After spending the bulk of about 13 years involved in Lawrenceville affairs in one capacity or another, City Councilman David Still said he’s ready to tackle the biggest job in the city: the office of mayor.
Still, 57, said he will run for the top job in Lawrenceville government in this year’s election. The announcement of his candidacy comes on the heels of Mayor Judy Jordan Johnson’s reveal that she would not seek re-election this year, leaving her seat on the council dais up for grabs.
Johnson did not tell the City Council of her plans to not seek re-election until Tuesday night, but Still said he had suspected for some time beforehand that she might not seek another term.
“It took a lot of prayer and thought, and talking to a lot of different people and getting advice on what would be the best thing for me, to not be on the council, to be a council member (or) to run for mayor,” Still said. “It seems to be the latter so I’m going to run for mayor.”
Still’s decision to run for mayor this year means there will now be two open races in the city’s municipal election in November. That’s because his Post 1 seat on the council was also due to be up for election this year.
Still co-owned the Lawrenceville Home Weekly and later the Gwinnett Post-Tribune with his father in the early 1990’s, until its sale in 1995. After the sale, the newspaper became the Daily Post. Still’s father had started the Home Weekly in the early 1970’s. Still currently works as a business appraiser and owns Capital Endeavors Inc.

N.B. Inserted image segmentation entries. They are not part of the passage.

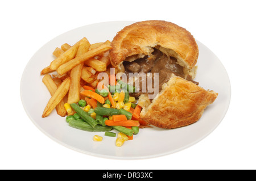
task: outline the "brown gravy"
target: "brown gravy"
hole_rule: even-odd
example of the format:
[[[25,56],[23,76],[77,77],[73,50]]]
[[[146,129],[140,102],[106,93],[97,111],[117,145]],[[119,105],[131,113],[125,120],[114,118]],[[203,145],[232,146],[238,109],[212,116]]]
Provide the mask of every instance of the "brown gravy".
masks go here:
[[[129,73],[158,73],[159,92],[162,90],[163,84],[168,82],[172,73],[196,85],[199,84],[198,82],[193,81],[191,77],[188,76],[185,77],[183,67],[177,63],[175,58],[170,57],[158,49],[155,49],[150,57],[145,56],[132,62],[125,61],[123,66],[127,75]],[[141,82],[140,87],[142,87]],[[130,95],[138,98],[142,94],[140,90],[139,92],[130,93]]]

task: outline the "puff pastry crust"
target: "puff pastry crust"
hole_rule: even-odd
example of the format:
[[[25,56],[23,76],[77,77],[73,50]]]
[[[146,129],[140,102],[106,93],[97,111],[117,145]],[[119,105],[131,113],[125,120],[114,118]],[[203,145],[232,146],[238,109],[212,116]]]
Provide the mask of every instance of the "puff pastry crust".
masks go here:
[[[149,106],[145,104],[144,96],[139,99],[139,105],[143,107],[141,119],[162,128],[176,128],[196,122],[218,95],[174,75],[163,86]]]
[[[150,56],[155,47],[167,52],[187,69],[196,65],[199,54],[197,45],[189,32],[163,20],[143,21],[126,26],[117,33],[111,45],[110,57],[115,67],[127,57]]]

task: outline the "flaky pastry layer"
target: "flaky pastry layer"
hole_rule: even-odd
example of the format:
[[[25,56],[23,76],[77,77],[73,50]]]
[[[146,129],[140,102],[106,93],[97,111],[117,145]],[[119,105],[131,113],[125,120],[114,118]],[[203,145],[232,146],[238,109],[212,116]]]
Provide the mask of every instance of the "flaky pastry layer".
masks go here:
[[[173,75],[151,104],[142,95],[141,118],[156,127],[176,128],[198,121],[218,94]]]

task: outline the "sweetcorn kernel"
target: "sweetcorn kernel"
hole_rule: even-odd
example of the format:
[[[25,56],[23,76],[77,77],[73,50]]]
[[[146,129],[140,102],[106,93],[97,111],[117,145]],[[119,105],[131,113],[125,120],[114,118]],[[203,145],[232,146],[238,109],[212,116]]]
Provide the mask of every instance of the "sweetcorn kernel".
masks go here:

The first-term councilman and Lawrenceville native has served on the City Council since 2016, but he joined the Downtown Development Authority in 2012 and currently serves on both boards. He also served various duties in the Lawrenceville Tourism and Trade Association from 2006 to 2010.

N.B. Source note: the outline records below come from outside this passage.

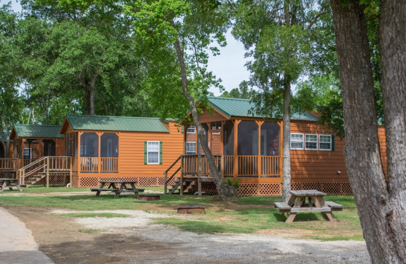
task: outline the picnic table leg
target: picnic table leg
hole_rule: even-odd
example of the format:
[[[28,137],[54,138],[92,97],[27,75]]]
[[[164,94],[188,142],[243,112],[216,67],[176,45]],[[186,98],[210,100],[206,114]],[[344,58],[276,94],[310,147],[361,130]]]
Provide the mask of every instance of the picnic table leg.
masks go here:
[[[132,189],[134,190],[134,194],[136,195],[136,197],[137,198],[140,198],[140,193],[138,193],[138,190],[136,187],[136,185],[133,183],[130,183],[131,185],[131,187],[132,188]]]
[[[100,183],[100,187],[99,187],[98,188],[99,189],[103,189],[104,186],[105,186],[105,183],[101,182]],[[101,191],[100,191],[100,190],[97,190],[97,191],[96,192],[96,196],[99,195],[100,192],[101,192]]]
[[[6,188],[6,186],[7,185],[7,183],[6,182],[6,181],[3,181],[3,184],[2,184],[2,187],[0,188],[0,191],[3,191],[4,188]]]
[[[315,197],[315,205],[316,207],[325,207],[327,206],[326,205],[326,202],[324,201],[324,199],[322,196],[316,196]],[[337,219],[333,214],[332,212],[322,212],[322,214],[325,214],[327,215],[327,217],[328,218],[328,220],[329,220],[331,222],[337,222]]]
[[[293,195],[292,195],[293,196]],[[291,196],[291,199],[292,197]],[[304,199],[303,197],[299,197],[297,198],[297,200],[296,201],[296,203],[295,203],[294,205],[293,206],[293,208],[298,208],[300,207],[301,205],[303,204],[303,201],[304,201]],[[290,200],[289,200],[290,202]],[[286,219],[286,221],[285,221],[285,223],[291,223],[293,221],[293,220],[296,217],[296,214],[297,213],[290,213],[289,215],[289,217],[288,219]]]
[[[123,190],[123,188],[125,186],[125,183],[121,183],[120,185],[120,187],[118,188],[118,190],[116,192],[116,195],[114,195],[114,199],[117,199],[120,196],[120,194],[121,193],[121,191]]]

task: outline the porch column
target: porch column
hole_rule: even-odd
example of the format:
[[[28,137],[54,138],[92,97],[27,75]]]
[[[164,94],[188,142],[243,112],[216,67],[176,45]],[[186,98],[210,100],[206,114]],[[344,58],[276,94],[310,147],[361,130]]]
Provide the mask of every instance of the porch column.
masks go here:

He was also former Councilman Tony Powell’s campaign manager in 2010.
“I’ve always felt, to be on the council, you needed to be engaged and understand (the city government) in some form as a volunteer and I consider the council position a volunteer position and a servant position,” Still said. “Then, to be mayor, you need to have served some time on the council so you understand how it works.”
As a member of the Downtown Development Authority and City Council, Still has been involved in planning on several developments that are currently taking place around the city or will begin in the near future. Those projects include the SouthLawn development, the college corridor project and the upcoming Lawrenceville Performing Arts Center project.
“(I want) to just continue to make (the city) healthy, to find a way to create that live, work, play community so that where you work, where go to church, where you go to play, where you live, you’re building community — you have all of those relationships,” Still said.
The councilman said he believes the city is headed in that direction, but he also highlighted some areas where Lawrenceville will need to focus some efforts in the coming years, particularly in the area of housing.
“I think we can get there,” Still said. “We’ve got to have all types of housing, so we’ve got to have affordable housing, we’ve got to have higher-end housing. All socio-economic levels make for a good community. You can’t have all one or the other.”